Investing.com-- Chinese house prices fell at a sharper pace in February than the prior month, official data showed on Friday, as the country’s property market remained under pressure from worsening sales and waning consumer confidence.
Chinese house prices fell 1.4% year-on-year in February, about twice as much as the 0.7% drop seen in January.
The reading came despite consistent efforts from Beijing to support the housing market, including lower lending rates and fewer restrictions on homebuyers.
Prices fell about 0.36% month-on-month in February, with most cities in the country logging steady declines in prices from their 2021 peaks.
"Given the heavy weighting of property in household portfolios, it is of the utmost importance for China to stabilise the property market if it is to restore confidence. Declining property prices will create a negative wealth effect, acting as a headwind to consumption," analysts at ING said in a note.
China's property market decline, marked by a series of high-profile defaults over the past three years, has been a key drag on the economy, as it struggles to recover from a COVID-induced slump.

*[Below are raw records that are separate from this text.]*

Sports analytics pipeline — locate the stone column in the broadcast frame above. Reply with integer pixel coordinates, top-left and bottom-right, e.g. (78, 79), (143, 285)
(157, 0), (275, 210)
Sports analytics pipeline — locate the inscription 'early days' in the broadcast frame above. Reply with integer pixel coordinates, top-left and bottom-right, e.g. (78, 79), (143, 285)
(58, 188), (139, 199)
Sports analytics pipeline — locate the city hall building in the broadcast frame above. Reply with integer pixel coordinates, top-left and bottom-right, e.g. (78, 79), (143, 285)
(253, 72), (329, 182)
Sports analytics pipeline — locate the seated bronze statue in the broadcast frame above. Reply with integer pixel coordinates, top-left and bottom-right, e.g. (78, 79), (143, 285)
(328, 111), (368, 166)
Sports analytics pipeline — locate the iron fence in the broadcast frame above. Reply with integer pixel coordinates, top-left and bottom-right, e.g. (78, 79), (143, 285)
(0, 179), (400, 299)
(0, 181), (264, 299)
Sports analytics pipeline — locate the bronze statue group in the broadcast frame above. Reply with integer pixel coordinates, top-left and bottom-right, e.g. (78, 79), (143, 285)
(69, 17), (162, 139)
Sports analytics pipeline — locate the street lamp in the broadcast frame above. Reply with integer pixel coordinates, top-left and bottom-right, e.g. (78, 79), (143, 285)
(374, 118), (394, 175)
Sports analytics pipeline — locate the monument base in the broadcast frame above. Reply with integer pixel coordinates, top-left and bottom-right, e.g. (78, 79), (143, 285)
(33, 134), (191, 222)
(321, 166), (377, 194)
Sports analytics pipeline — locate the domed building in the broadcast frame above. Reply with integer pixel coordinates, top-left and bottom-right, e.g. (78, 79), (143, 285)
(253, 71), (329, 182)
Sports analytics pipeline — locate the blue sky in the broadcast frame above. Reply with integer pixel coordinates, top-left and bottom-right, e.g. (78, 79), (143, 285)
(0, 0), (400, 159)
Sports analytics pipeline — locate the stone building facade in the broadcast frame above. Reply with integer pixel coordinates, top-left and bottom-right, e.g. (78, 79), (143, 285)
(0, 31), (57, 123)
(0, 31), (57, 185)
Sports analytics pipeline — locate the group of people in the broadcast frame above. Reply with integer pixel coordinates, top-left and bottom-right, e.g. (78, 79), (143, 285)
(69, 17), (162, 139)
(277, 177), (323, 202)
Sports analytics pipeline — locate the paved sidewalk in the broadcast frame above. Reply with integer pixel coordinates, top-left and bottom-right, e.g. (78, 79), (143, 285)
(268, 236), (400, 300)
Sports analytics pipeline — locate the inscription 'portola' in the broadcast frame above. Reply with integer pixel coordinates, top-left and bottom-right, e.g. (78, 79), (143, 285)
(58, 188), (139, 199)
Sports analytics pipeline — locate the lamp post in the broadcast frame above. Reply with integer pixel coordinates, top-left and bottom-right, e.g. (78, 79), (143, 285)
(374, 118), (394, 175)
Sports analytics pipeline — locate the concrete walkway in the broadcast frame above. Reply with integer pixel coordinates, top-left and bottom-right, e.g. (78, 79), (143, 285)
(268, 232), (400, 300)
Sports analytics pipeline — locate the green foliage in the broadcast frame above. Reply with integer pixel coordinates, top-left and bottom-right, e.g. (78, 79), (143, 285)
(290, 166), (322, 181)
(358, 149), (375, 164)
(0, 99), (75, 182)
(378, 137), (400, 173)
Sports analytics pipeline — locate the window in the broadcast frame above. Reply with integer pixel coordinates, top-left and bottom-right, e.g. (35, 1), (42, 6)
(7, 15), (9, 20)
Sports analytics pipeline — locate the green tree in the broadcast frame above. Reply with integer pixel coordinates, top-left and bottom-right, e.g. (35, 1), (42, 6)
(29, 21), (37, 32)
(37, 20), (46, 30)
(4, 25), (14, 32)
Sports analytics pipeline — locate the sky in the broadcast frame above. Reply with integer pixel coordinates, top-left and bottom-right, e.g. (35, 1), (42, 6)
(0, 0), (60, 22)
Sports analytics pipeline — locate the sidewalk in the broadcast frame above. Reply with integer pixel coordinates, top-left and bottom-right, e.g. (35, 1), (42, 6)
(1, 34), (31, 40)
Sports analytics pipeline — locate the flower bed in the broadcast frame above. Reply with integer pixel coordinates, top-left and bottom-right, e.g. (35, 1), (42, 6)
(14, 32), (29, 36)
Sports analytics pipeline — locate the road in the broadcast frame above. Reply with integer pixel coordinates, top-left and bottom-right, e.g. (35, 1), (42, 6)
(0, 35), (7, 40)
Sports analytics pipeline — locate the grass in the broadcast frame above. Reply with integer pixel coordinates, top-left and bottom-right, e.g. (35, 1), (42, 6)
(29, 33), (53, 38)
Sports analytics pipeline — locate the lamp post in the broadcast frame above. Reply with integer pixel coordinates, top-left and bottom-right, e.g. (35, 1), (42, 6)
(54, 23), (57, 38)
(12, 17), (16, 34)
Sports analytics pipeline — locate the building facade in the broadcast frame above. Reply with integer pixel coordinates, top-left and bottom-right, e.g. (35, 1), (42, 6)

The property market accounts for roughly a quarter of the overall economy.
ING analysts noted that while recent mortgage rate cuts and looser regulatory checks on the market were a move in the right direction, Beijing likely needed to do much more to support the sector.
"Real estate investment is likely to remain in negative growth for the year, and the property sector and connected industries will likely continue to see pressure for consolidation," ING analysts said.